Chauntyll Allen, St. Paul school board member

Across St. Paul Public Schools’ two Freedom School locations, about half the students are Black; most of the others are Asian, Latino, or multiracial. Many of the staff are Black, too. Hill emphasized the long multicultural history of the movement, starting with bringing Black and white people together in Mississippi during the civil rights movement. 

McCoy said he appreciates working collaboratively with diverse colleagues. “We welcome everyone,” he said. “It’s not just about people of color. It’s not just about race.”

Getting staffing right will be key to creating a joyous school climate that resembles Freedom School, Allen said. Both she and Foster expressed concern about union staffing rules that could complicate efforts to prioritize staff with the appropriate cultural knowledge in the new program. 

Leah VanDassor, the president of the St. Paul Federation of Educators, was unavailable for comment.

Allen said, though, that the union had worked with the district to staff the American Indian Magnet School, and many Indigenous educators ended up placed in that building. “I think there’s ways that it can be done,” she said.

Relevant curriculum fuels reading skills

Speaking wasn’t the only skill Hill’s son improved during his first Freedom School summer. 

“My son started getting more interested in reading, because of these wonderful books that had characters that look like him and experiences like him,” she said.

Freedom School’s summer program focuses on literacy, featuring books with multicultural characters and the theme “I can make a difference.” And the program brings in diverse professionals from different career fields to read to students, too — showing them role models not just in books, but in real life.

Andrea Jackson (left) and NaRyah Davis (right), servant leader interns for Freedom School, ask their K-2 students if they know what a president is, in their literacy lesson focused on the importance of voting. Credit: Dymanh Chhoun | Sahan Journal

Hill got involved in Freedom School’s parent empowerment workshops, and quickly took leadership in the program. For years, expanding Freedom School has been a dream, as the community has watched the district build out school-year programs for other cultural groups. Meanwhile, African American student proficiency in St. Paul Public Schools has remained quite low.

But Hill believes that Freedom School can help. A district report from 2023 showed that students who went through Freedom School improved their reading proficiency by an average of nine months in just six weeks. And she pointed to other data indicating lower suspension rates and higher parent engagement for Freedom School students.

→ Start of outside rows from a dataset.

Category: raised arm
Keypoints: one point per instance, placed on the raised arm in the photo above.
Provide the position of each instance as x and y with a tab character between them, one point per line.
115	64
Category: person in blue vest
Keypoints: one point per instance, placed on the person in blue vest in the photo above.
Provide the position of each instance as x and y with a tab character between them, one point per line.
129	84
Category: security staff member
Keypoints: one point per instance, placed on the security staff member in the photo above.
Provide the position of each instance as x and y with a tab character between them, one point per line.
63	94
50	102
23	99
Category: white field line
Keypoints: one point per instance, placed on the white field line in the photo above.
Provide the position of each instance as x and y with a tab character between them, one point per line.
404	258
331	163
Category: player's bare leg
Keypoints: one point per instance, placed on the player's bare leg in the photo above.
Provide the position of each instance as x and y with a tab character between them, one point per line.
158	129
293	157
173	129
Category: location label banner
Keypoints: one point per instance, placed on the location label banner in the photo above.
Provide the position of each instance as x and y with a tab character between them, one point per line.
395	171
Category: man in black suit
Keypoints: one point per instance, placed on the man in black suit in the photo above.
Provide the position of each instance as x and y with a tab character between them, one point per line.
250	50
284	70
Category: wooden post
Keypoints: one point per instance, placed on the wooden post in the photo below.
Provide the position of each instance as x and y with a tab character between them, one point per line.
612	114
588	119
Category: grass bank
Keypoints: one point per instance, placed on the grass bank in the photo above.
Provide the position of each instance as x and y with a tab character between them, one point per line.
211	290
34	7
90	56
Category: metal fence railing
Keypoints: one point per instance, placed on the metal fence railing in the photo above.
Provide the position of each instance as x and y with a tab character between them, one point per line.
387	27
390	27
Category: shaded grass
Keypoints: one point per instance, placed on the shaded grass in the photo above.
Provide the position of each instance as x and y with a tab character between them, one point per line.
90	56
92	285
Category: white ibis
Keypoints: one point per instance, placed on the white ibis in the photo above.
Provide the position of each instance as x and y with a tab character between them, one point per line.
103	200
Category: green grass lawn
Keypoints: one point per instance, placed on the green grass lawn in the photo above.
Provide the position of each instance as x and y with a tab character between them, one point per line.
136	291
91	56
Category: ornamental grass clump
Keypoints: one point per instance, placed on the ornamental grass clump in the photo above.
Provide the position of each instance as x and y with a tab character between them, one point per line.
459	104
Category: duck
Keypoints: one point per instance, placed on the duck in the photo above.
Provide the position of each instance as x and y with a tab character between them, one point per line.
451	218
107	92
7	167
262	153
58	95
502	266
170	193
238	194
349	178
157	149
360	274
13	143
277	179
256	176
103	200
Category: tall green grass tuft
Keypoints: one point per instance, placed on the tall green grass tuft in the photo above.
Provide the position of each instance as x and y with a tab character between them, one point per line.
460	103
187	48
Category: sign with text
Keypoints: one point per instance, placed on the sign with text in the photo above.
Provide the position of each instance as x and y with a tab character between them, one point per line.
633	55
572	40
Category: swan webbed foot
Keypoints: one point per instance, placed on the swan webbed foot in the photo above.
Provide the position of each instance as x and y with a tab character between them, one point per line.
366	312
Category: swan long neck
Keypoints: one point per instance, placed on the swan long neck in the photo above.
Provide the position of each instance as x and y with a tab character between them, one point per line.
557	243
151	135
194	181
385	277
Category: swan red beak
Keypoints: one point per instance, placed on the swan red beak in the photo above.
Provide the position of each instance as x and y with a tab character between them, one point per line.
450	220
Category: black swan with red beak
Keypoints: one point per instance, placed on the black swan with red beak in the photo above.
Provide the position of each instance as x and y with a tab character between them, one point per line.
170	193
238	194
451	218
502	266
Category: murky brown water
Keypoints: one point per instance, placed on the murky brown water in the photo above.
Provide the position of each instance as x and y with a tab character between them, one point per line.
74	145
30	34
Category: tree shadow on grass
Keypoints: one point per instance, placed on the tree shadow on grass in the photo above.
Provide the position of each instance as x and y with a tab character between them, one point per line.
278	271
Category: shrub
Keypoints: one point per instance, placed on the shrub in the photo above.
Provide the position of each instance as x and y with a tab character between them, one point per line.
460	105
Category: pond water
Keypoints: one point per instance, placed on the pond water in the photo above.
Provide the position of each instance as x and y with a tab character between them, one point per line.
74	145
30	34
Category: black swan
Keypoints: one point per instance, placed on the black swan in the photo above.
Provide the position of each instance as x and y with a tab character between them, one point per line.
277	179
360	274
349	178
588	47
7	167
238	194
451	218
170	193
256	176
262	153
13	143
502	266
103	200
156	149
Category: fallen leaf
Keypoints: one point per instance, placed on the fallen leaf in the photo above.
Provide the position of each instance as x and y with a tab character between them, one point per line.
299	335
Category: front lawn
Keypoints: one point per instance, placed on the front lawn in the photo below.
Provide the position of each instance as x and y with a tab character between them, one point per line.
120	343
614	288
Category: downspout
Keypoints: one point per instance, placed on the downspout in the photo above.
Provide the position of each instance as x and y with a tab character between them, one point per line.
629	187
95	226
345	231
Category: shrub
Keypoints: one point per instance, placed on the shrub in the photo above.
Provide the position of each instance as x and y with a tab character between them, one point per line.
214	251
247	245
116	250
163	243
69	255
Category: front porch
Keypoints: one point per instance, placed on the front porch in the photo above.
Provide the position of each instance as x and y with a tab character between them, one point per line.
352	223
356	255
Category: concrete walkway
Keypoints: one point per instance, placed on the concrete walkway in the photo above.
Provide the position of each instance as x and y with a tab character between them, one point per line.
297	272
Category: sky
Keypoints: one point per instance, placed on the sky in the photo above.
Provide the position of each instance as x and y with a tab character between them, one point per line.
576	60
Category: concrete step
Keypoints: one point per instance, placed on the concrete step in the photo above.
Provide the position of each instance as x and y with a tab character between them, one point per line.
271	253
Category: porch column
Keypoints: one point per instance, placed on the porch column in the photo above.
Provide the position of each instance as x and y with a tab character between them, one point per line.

“If we could do that in six weeks,” she wondered, “what could happen” with a year-round school?

Generations of teachers

McCoy, the intern who has spent more than 20 years in Freedom School, recalls that Frazier, who now leads the program at LEAP, was his summer teacher when he was a kid.

“One of the main things that makes Freedom School so special is during the school year, kids of color don’t usually get to see people of color in leadership roles,” he said. “These spaces sometimes make them feel really comfortable.”

And now McCoy is training to become a teacher himself. He’s studying at Concordia University to teach middle school English. Several other Freedom School staff this summer are also program alumni. Some are completing their teacher training and some — including Hill’s son — are now licensed teachers.

McCoy recalled that his Freedom School friends who stuck with the program through middle school continued to be college-oriented, while those who left lost their college aspirations.

“You could see a drastic difference in their life trajectory,” he said. “I’ve seen firsthand how Freedom School affects people’s lives and can change people’s lives. I want to be a part of that.”